Business Change Management
“It is not the strongest of the species that survive, nor the most intelligent, but the one most responsive to change” Charles Darwin
What better description of Change today ? We no sooner get used to the status quo, whether it be acquiring a new skill or getting used to a new circumstance, then things change again….. and we have to start all over again, and again!
But do we really hate change, or just hate not being in control of it?
Companies are facing many strategic and organisational challenges in today’s new environment:
Rapid changes in external environment:
- Mergers, acquisitions and strategic partnerships leading to unexpected new entrants into markets who make innovative use of synergies
- Faster moving technological developments – information is a commodity – knowledge is the asset
- Shorter time for competition to enter the market leading to unexpected competition
- Shorter product life cycles leading to rapid changes in products and services
- Increased demands from shareholders around performance and more demanding and sophisticated customers who are prepared to go elsewhere
Examples of changes faced by Organisations:
- Need to create more flexible and fluid structures to meet challenging market demands
- Change in the psychological contract – between employees and employers
- Creating cultures that promote / encourage more personal accountability, responsibility, innovation and collaboration
- Need to develop stronger relationships with customers
- Managing the paradox of growth and cost reduction
- Pressure to constantly improve quality of products and services and create a clear, distinct image in the market place
- Need to develop new skills to lead and manage more complex organisations
The most general lesson to be learned from the more successful transformation cases is that the change process goes through a series of phases that, in total, usually require a considerable length of time. Skipping steps creates only the illusion of speed and never produces a satisfying result.If you’ve had the opportunity to read about ‘Change Management’, you will have noticed that there are innumerable amount of ‘Models’ to use for managing change.Silica Associates uses John P. Kotter’s ‘Eight step process of creating major change’. Why Kotter’s model ? We have found from experience that it works and is more effective than most.
“Be the change that you want to create” Gandhi
Silica Associates will guide you through the most effective way of achieving the following eight steps :
Step 1 – Establish a sense of urgency
Too many would-be leaders don’t generate sufficient urgency in their companies to gain the massive momentum that change demands.
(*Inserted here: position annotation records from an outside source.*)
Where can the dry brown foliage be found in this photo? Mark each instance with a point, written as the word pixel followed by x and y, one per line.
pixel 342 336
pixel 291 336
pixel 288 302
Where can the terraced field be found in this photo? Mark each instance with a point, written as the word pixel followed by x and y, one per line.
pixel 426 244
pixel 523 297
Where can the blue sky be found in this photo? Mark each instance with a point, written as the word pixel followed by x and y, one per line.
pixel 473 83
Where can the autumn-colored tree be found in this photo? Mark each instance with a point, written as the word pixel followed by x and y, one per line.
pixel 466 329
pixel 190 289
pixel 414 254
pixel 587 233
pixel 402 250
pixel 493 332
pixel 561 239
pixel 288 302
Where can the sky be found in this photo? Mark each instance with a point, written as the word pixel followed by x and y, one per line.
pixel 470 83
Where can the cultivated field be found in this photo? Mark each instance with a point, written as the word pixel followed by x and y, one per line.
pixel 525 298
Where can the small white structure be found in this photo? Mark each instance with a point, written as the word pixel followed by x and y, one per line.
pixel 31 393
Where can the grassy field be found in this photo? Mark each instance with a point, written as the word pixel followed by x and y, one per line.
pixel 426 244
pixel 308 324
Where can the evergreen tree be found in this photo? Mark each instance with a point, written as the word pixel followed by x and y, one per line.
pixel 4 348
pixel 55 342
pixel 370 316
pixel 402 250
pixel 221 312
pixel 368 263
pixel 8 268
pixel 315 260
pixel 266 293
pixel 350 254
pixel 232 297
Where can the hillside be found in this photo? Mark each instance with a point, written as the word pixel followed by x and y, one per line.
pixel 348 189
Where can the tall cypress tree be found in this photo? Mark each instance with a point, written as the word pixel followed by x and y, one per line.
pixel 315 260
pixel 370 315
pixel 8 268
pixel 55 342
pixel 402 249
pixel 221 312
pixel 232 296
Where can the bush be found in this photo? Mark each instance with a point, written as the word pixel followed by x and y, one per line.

Effective leaders dramatically depict an imminent crisis to light a fire under their followers.
Step 2 – Create a guiding coalition
Despite talk of large-scale consensus building, you need a relatively small group of smart people with the passion and talent to begin the process. The types of people on this core team is key.
Step 3 – Develop a vision and strategy
Clarify where you want to go and paint a vivid picture of that promised land. If you know your destination, you won’t waste time wandering down dead-ends.
Step 4 – Communicate the vision
Communicate the sense of urgency and the vision simply, vividly and repeatedly. As when advertising, blanket your audience with your messages constantly and through various media. Use meetings, memos, newsletters and all other formal and informal interactions.
Step 5 – Empower broad-based action
Bureaucracy can undermine vision : get rid of obstacles ; change systems or structures that undermine the change vision ; encourage risk taking and non-traditional ideas, activities and actions.
Step 6 – Generate short term wins
To keep the momentum going, acknowledge every success (even the small ones) and celebrate publicly. In this way, you silence the naysayers who bank on the status quo.
Step 7 – Consolidate gains and produce more change
Since resistance always lurks in the shadows waiting to reassert itself, periodically refresh the vision by facing new challenges. Create new stretch goals so employees don’t rest on their laurels or even regress.
Step 8 – Anchor new approaches in the culture
Cultural change comes at the end of the process, not at the start. To make the changes endure, clearly articulate how previous changes produced success. Constant change increases the pressure on the organisation to adapt. The key to success is to learn how to create successful change.